I've been trying to create a version in WGSL of 2Sum for increasing floating point precision, but it doesn't work. I wonder if there is any kind of optimization in WGSL that prevents the correct computation of 2sum?
Code sample using Knuth's version:
struct float2 {
x: f32,
y: f32
}
fn twoSum(a: f32, b: f32) -> float2 {
var x = a + b;
var bv = x - a;
var av = x - bv;
var br = b - bv;
var ar = a - av;
return float2(x, ar+br);
}
twoSum(1e10, 1e-10).y
should be 1e-10
, but instead it is 0
. Actually, I couldn't find any example with twoSum(...).y
!= 0
with the code above.
It works in other programming languages.
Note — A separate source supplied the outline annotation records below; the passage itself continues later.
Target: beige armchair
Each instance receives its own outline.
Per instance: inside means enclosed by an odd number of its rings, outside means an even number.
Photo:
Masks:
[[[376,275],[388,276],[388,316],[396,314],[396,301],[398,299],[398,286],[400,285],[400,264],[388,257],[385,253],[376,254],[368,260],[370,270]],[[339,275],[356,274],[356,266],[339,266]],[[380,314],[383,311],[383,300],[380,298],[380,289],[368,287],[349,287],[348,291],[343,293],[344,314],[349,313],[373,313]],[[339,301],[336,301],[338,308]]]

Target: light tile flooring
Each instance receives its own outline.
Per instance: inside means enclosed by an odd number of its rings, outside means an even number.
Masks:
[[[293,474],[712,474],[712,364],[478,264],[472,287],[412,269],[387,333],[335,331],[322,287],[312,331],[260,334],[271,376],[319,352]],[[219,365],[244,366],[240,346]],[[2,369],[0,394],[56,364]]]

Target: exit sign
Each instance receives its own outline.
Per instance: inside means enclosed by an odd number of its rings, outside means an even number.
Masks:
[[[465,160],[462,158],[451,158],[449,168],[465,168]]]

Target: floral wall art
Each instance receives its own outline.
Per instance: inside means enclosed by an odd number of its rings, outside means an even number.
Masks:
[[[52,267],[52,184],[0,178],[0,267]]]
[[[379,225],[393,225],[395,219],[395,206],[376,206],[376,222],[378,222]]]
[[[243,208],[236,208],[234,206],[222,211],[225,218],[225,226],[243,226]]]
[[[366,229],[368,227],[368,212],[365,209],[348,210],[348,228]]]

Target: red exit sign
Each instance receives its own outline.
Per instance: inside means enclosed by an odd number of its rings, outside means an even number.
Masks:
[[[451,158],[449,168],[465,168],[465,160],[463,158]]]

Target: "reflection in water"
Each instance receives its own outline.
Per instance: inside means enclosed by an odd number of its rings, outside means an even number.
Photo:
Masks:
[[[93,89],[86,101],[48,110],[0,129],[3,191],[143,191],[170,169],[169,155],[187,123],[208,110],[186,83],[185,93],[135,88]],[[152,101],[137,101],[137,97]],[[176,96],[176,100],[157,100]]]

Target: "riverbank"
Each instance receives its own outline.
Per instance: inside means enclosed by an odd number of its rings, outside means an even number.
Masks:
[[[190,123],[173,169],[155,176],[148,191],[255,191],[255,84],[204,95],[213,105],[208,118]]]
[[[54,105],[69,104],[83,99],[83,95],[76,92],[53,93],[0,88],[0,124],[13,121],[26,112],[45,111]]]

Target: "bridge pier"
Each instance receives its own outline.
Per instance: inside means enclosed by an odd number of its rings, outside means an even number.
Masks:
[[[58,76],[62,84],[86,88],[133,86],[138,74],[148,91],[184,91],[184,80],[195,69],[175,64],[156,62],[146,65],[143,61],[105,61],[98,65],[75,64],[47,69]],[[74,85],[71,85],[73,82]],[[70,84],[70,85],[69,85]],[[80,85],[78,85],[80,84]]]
For instance, in C++:
#include <iostream>
#include <limits.h>
int main()
{
std::cout<<sizeof (float) * CHAR_BIT << "\n";
float a = 1e10;
float b = 1e-10;
float x = a + b;
float bv = x - a;
float av = x - bv;
float br = b - bv;
float ar = a - av;
std::cout<< ar + br;
return 0;
}
It shows that the size of float is 32 bits, and prints 1e-10
.
In Python:
def twoSum(a, b):
x = a + b
bv = x - a
av = x - bv
br = b - av
ar = a - av
return x, ar + br
twoSum(1e10, 1e-10)
It correctly returns 1e-10
in the second element. Python uses float64 for numbers, but that's fine since 1e-10 + 1e-10
is not representable in float64 as well.
This issue is still being discussed in the spec. For now, there's no way to tell WebGPU/WGSL that you prefer precision over speed.